The ignorance about genetic conditions in the 1920s was truly
awesome. Burch and Patterson were so fully cocooned in this ignorance that they
display only a smidgen of it, themselves. Little did they know that nobody has
truly healthy genes—that when an individual's genes don't produce any obvious
disease effects all by themselves, they'll still produce undesirable or lethal
effects in combination with just about anyone the individual might choose to be
the other parent of his or her children. Physical attraction turns out to be
one way a majority of young people, given the choice, avoid the most lethal
combinations of DNA, but it's not infallible, and it now appears that nature
did not intend that humankind ever succeed in eliminating “bad” genes from the
pool.
Some of the deadliest genetic conditions are produced when individuals
inherit two “good” genes for resistance to diseases that are otherwise fatal. Two survivors of a typhoid epidemic who have children together are likely to have children with cystic fibrosis; two survivors of a malaria epidemic are likely to have children with sickle cell anemia; two people with high resistance to tuberculosis are likely to have children with Tay-Sachs Disease, and so on. However, Burch and Patterson were still at the naïve, idealistic stage where people
imagined that if those blessed with good health, high I.Q. scores, and
admirable characters would only marry each other, they'd give birth to “the
Super-Man,” rather than to babies with genetic diseases.

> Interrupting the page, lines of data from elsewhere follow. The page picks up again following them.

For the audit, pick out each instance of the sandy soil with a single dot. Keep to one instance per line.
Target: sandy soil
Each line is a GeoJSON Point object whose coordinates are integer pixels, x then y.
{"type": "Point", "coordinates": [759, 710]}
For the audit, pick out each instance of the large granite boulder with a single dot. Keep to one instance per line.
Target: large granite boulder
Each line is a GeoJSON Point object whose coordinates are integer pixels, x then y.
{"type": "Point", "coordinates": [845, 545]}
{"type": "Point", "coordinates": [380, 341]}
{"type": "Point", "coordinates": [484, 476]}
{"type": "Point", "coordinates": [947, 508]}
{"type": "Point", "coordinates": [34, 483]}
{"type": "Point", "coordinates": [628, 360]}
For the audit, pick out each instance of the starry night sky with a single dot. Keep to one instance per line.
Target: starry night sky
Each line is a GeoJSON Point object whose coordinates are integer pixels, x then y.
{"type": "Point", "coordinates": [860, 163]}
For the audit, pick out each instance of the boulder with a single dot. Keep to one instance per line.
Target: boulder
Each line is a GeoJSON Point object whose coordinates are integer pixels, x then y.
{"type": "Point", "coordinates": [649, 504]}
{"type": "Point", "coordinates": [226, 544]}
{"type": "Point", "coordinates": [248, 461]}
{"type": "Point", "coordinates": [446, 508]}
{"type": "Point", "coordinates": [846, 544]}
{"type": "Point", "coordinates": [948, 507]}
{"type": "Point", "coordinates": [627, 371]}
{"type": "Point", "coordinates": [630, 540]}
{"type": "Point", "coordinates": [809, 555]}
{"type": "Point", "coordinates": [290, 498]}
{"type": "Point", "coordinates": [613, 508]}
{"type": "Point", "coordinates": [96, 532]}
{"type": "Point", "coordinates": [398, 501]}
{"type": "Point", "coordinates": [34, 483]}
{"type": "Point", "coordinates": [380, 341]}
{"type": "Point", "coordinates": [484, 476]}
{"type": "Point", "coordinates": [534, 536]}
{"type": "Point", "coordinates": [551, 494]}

The Roaring Twenties were, as Jonah Goldberg has reminded us,
a period when Hitler still seemed like a failure at life in general but Stalin
and Mussolini were truly Bright Young Things, much admired by many
“progressive” Americans. Their bold totalitarian programs promised to produce
one version or another of the Paradise on Earth that many left-wing Christians
still believe Jesus commanded us to build.
Hence the problematic use of a title like Problems of
American Democracy. “Problems” are to be solved; the title was not Shortcomings
of American Democracy or What's Wrong with American Democracy. But
neither was it Advantages of American Democracy Over European Monarchy and
Dictatorship, which might have been the title of a more useful book for
high school students.
Well...my copy of Problems of American Democracy was
handed down through another family, and came into my hands as a specimen of
“old schoolbooks as items of décor.” It has a nice old-schoolbook look, with
the name of the boy its owner had a crush on scribbled on the flyleaves and
“Amo Tui” written in small letters in among the text, and lightly frayed but
clean covers, darkened but fungus-free pages. It's most likely to appeal to
those looking for a décor item, a deep, cool shade of greenish-blackish-grey.
A pity, that is. For anyone who takes the time to read it, Problems
of American Democracy is quite an informative read.